Top US General Says He Can’t Rule Out Aliens To Explain String Of UFO Encounters
The American general in charge of operations in North American airspace said Sunday he could not rule out the possibility that extraterrestrial sources are behind a recent spate of unidentified flying object (UFO) encounters across the continent.
General Glen VanHerck, a U.S. Air Force General who serves as the Commander of the North American Aerospace Defense Command (NORAD), told reporters Sunday he personally was not ruling out any possibilities for the source of the UFOs. He was asked directly if the four airborne objects shot down by American aircrafts in just over the past week could be of extraterrestrial origin.
“I’ll let the intel community and the counterintelligence community figure that out,” VanHerck said. “I haven’t ruled out anything.”
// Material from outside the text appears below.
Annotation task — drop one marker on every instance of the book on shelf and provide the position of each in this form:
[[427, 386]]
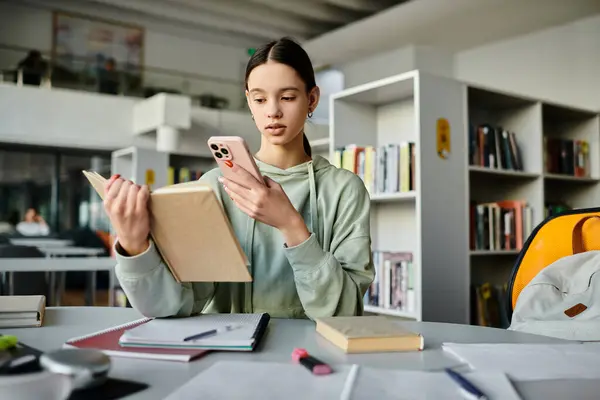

JUST IN – Pentagon does not know to what keeps these “objects” aloft, unknown propulsion systems.
“We’re calling them objects, not balloons, for a reason,” says U.S. Air Force General Glen VanHerck.
— Disclose.tv (@disclosetv) February 13, 2023
VanHerck made the comment during a Pentagon press briefing Sunday after an American F-16 fighter jet took down an unidentified, octagon-shaped object flying over U.S. and Canadian airspace above Lake Huron. The shootdown was the third such incident in a span of 8 days, after an alleged Chinese spy balloon was initially downed off the coast of the Carolinas on Feb. 4.
There was an additional flying object shot down over Canada on Saturday by an American jet, after NORAD identified the UFO and Canadian Prime Minister Justin Trudeau asked President Joe Biden for the U.S. to down the object, in addition to another object shot down over Alaska on Friday.
The Pentagon and the Federal Aviation Administration (FAA) also shut down airspace over Montana for a brief time Saturday, but did not ultimately locate a flying object in the area. (RELATED: First Balloons, Now Space Lasers: Chinese Satellite Blasts Green Lights Over Hawaii)
The more recent objects have not yet been fully identified by defense officials, nor have their countries of origin. China has condemned the shooting down of its balloon as an “indiscriminate” use of force.